O novo espaço evitaria mais “trânsito no centro da cidade” e criaria ainda, graças ao seu “solo permeável, uma ligação de contraste” com o Largo do Toural, ali próximo, que, na sequência da requalificação para a Capital Europeia da Cultura, em 2012, ficou com o solo “todo impermeabilizado”, provocando, segundo um estudo de 2013, da Universidade do Minho, divulgado no blogue da Assembleia na sexta-feira, um “nível médio” de poluição, que, segundo os critérios da Agência Portuguesa do Ambiente (APA), não deve ser acessível a “crianças e idosos com problemas respiratórios”.

O presidente da Câmara de Guimarães, Domingos Bragança, reiterou, no entanto, ao PÚBLICO, que o parque de estacionamento é um projecto que, além de já ter sido “adjudicado” e recebido o visto do Tribunal de Contas, integrava o programa eleitoral do PS já em 2013 e foi “sufragado” pelos vimaranenses tanto há quatro anos como nas autárquicas de 01 de Outubro, nas quais foi reeleito com maioria absoluta.

O parque de estacionamento, constituído por quatro níveis, que se distribuem em dois volumes de três andares, já está nas “mãos da construtora” e pode avançar a qualquer momento, inclusivamente já neste mês, confirmou o autarca, realçando que a obra vai “compensar os lugares perdidos com a pedonalização total do centro histórico”.

Na proposta de utilidade pública da expropriação de 14 parcelas do quarteirão, cujo valor ascendeu aos 672 mil euros, a Câmara refere que a nova valência vai colmatar, além da diminuição da oferta, o aumento da procura por estacionamento gerado por factores como o “aumento da procura turística”, a subida do número de eventos culturais desde 2011 e a “recuperação da actividade económica”.

Apesar da obra poder arrancar a qualquer momento, a Assembleia Popular quer “pedir autorização à Câmara Municipal” para uma visita aberta à comunidade, acompanhada de algum técnico municipal, para sensibilizar a autarquia para o potencial do local enquanto parque, devido ao “solo fértil”, visível pelas escavações arqueológicas já em curso, e pondera, eventualmente, interpor uma acção jurídica para travar o processo.     
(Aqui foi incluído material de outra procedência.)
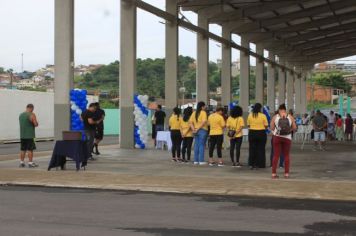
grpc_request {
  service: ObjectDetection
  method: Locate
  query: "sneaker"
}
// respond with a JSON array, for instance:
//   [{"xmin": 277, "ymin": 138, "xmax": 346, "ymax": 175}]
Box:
[{"xmin": 28, "ymin": 162, "xmax": 38, "ymax": 168}]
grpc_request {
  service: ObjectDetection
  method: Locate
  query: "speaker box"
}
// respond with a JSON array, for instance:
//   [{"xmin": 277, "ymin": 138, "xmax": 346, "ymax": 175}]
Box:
[{"xmin": 62, "ymin": 131, "xmax": 82, "ymax": 140}]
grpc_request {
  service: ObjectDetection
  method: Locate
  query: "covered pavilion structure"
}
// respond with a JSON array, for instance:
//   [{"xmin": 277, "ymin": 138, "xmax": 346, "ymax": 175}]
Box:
[{"xmin": 55, "ymin": 0, "xmax": 356, "ymax": 148}]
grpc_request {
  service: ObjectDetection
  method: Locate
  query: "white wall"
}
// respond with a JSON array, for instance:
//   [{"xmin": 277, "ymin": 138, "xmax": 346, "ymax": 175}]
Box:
[{"xmin": 0, "ymin": 89, "xmax": 98, "ymax": 141}]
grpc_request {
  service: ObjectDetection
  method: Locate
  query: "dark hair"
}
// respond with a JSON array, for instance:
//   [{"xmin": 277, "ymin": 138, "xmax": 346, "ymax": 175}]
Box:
[
  {"xmin": 215, "ymin": 107, "xmax": 224, "ymax": 112},
  {"xmin": 183, "ymin": 107, "xmax": 193, "ymax": 122},
  {"xmin": 230, "ymin": 106, "xmax": 243, "ymax": 118},
  {"xmin": 252, "ymin": 103, "xmax": 262, "ymax": 118},
  {"xmin": 278, "ymin": 103, "xmax": 287, "ymax": 111},
  {"xmin": 173, "ymin": 107, "xmax": 181, "ymax": 120},
  {"xmin": 195, "ymin": 102, "xmax": 205, "ymax": 121}
]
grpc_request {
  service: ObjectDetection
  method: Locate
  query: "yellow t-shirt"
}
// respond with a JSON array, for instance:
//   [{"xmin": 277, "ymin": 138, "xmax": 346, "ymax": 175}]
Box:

Parque recebe parecer negativo do ICOMOS

A autarquia vimaranense solicitou, no âmbito da proposta de alargamento da área classificada como Património Mundial da Humanidade à zona de Couros, enviada à UNESCO em 2015, um parecer à Comissão Nacional Portuguesa do Conselho Internacional dos Monumentos e Sítios (ICOMOS). O PÚBLICO confirmou que esta entidade avaliou negativamente o projecto, tal como tinha avançado o semanário local Mais Guimarães.

“Demos ao parque de estacionamento um parecer não positivo, mas não vinculativo”, disse a presidente do Conselho de Administração da instituição, Maria Ramalho, explicando que a obra, pelas dimensões e pelos impactos irreversíveis que vai gerar,entra em contradição com a proposta relativa à zona de Couros, que prevê uma área de 44 hectares de Património Mundial e uma área protegida de 582 hectares, que se estende da Veiga de Creixomil até à igreja da Penha.

Maria Ramalho explicou ainda que a obra exige demolições, construção de áreas de entrada e saída de carros e vai afectar zonas verdes do quarteirão, onde existem, lembrou, alguns antigos tanques que, segundo as indicações que recebeu, vão ser protegidos, apesar da sua extensão ser ainda desconhecida.

Já o arquitecto Ivo Oliveira, docente na Escola de Arquitectura da Universidade do Minho (UM), que participou na sessão de esclarecimento sobre a obra na Sociedade Martins Sarmento, a 23 de Maio, afirmou ao PÚBLICO que o parque contraria o paradigma cada mais presente no mundo ocidental, em que as pessoas aparcam os automóveis numa “área de estacionamento com capacidade” junto a uma circular, e percorrem, depois, a cidade em “modos suaves”, mencionando ainda que Guimarães tem parques “muito subaproveitados”, sobretudo em áreas comerciais — a cidade tinha, em 2015, segundo o Plano de Mobilidade Urbana Sustentável, elaborado pela câmara, 13.534 lugares de estacionamento.

Por outro lado, o investigador da UM considera que a criação de um jardim rodeado de habitações, que apesar de público é sobretudo usado por moradores, tem potencial para criar “uma certa noção de comunidade”, à semelhança de certas zonas residenciais em cidades do norte da Europa, onde o espaço não é “fechado à chave” ao resto da população mas há um “sentimento de pertença”.